Article preview from Start-Up - January, 2011
Could the eyes hold the key to diagnosing neurologic conditions by associating eye movement behavior to specific areas of the brain? French start-up e(ye)BRAIN certainly thinks so, and as a result has developed a brain tracking medical device that its inventor claims is able to diagnose Parkinson's disease and multiple sclerosis.
e(ye)BRAIN GMBH
By Bob Kronemyer
It has often been said that the eyes are the windows of the soul. Could the eyes also hold the key to diagnosing neurologic conditions by associating eye movement behavior to specific areas of the brain? The French start-up e(ye)BRAIN believes they do. It has developed a brain-tracking medical device whose inventor claims is able to diagnose Parkinson's disease and multiple sclerosis.
"For decades, it has been known that certain pathologies manifest themselves by abnormal eye movements. But up until now, those eye movements have not been truly quantified," says company founder and CEO Serge Kinkingnéhun. "We have developed several new algorithms that accurately track eye movement." The brain uses many different areas to produce eye movements. If a brain area does not function well, the eye movement that it controls will have an abnormal behavior. "Abnormal eye movement reflects the brain area dysfunction," he says.

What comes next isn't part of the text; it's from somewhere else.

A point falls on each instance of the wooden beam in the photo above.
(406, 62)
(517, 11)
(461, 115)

To use the start-up's Eye Brain Tracker, a patient will stare at a computer screen that, for example, displays a fixation cross in the middle of the screen. Targets then appear on the right or on the left of the cross. The patient's reaction time to the appearing target and his accuracy to fixate on the target is recorded through the eye tracker. "A delayed reaction time and/or an inability to fixate targets are likely caused by a neurologic condition," says Kinkingnéhun. A patient's failure to normally move his eyes from the fixation cross to a target is associated with part of the brain's stem not functioning well, he says, and therefore may suggest Parkinsonism. Likewise, multiple sclerosis is linked to eye movement in which each individual eye has a different velocity while moving toward a target, originating at the brain's white matter.